最初の主にして、彼女の創作者たるデザイナー。
――アレン・オリヴィエのことを。
◇◇◇
時は十九世紀末から二十世紀初頭。ヨーロッパの人々は「芸術に革命を」と、新たな芸術を掲げる運動を起こした。
その運動の名はアール・ヌーヴォー。
花や植物といった有機的なモチーフや自由な曲線を描いたそれは、従来の様式にとらわれない装飾物や建築、グラフィックデザインなど多岐にわたって取り込まれ、新たな芸術の概念を生み出したという。
その頃のフランスの、ある街に、ある青年がいた。
その青年は月明かりの差し込む小さな工房で、ある物を手に感極まった声で呟いた。
「嗚呼、これが僕のはじめての作品なんだ」
その手の中にあるのは鋏だった。持ち手には蝶の羽を、ハンドルにはフルール・ド・リスをあしらった、華奢な鋏である。

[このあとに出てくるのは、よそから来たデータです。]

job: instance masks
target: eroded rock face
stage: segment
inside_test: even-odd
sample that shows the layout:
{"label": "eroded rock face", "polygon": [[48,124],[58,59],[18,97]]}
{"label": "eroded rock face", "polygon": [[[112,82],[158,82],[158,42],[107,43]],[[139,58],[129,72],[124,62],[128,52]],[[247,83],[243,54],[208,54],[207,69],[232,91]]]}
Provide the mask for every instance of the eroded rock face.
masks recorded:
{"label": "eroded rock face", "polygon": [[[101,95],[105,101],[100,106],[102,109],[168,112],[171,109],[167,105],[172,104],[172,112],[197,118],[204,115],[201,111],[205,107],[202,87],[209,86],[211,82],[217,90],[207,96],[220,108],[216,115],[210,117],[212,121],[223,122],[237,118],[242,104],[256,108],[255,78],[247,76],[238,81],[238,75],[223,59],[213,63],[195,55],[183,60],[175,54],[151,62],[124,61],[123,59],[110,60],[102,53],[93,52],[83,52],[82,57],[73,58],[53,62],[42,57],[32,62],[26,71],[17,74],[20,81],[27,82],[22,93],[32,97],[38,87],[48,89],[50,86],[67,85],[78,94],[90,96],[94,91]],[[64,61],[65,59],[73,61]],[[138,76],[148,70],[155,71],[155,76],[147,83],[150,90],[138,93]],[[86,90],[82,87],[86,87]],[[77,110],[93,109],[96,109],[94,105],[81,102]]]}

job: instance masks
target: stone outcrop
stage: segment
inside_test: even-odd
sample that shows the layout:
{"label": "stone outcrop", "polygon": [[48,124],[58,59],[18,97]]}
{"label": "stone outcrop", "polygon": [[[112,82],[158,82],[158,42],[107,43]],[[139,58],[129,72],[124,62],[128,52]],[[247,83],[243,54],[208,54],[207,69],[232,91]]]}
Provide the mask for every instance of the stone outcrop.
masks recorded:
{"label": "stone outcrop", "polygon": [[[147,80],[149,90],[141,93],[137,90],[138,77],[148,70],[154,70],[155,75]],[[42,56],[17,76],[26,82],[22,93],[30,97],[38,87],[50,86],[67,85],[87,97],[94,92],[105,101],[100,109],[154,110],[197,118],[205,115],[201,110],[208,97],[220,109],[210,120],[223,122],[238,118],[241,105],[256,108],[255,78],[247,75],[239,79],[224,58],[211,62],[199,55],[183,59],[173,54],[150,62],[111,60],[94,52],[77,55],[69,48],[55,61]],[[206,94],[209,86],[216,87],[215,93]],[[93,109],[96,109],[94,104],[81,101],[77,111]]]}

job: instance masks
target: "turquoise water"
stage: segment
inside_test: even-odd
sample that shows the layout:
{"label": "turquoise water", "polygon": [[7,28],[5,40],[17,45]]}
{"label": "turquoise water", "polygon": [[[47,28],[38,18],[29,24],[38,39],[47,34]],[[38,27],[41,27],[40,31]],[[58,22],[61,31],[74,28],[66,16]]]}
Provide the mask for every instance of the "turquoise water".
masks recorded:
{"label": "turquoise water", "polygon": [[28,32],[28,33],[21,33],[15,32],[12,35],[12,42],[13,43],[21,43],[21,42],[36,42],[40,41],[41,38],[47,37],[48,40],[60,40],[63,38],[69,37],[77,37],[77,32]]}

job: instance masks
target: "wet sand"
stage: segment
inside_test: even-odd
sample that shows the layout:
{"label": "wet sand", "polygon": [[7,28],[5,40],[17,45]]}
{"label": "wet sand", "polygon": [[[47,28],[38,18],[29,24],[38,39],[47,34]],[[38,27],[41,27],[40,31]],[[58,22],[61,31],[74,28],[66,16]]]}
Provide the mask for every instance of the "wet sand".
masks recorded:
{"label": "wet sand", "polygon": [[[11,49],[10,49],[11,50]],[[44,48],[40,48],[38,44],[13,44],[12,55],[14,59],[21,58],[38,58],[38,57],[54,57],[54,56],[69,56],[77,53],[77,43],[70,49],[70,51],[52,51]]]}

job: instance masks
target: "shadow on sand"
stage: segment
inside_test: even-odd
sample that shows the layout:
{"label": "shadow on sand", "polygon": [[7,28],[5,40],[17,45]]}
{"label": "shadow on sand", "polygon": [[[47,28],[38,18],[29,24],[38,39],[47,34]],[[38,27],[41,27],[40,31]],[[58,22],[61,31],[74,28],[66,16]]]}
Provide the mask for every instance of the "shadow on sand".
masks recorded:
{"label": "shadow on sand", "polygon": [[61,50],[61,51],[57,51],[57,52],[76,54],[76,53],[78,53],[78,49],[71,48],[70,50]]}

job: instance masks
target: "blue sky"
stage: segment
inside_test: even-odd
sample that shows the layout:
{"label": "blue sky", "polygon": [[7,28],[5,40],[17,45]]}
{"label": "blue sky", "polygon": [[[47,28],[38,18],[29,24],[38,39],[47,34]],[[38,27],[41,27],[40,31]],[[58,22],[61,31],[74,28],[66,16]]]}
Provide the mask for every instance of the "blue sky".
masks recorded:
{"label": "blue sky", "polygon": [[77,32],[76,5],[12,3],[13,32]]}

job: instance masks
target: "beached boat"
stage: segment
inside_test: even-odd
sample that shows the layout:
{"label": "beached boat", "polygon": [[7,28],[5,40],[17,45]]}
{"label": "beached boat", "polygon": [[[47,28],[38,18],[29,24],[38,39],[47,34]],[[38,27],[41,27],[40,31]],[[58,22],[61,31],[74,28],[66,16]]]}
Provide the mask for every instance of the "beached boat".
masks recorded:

その鋏を見つめるまなざしはひどく優しく、そして暖かみを伴っていた。
青年はためつすがめつ、その鋏を眺めたり月明かりにかざしたりして、くすりと微笑んだ。
「リリィ。――君の作品名は『リリィ』にしよう」
その瞬間、ゆうらりと鋏から靄のように人影が現れた。
その人影――少女は瞳を閉じたままそこに佇んでいたが、やがてぱちりとその瞳を開けると、青年をじっと見つめた。
ひどく無機質で感情の伴っていない、淡い色の瞳で。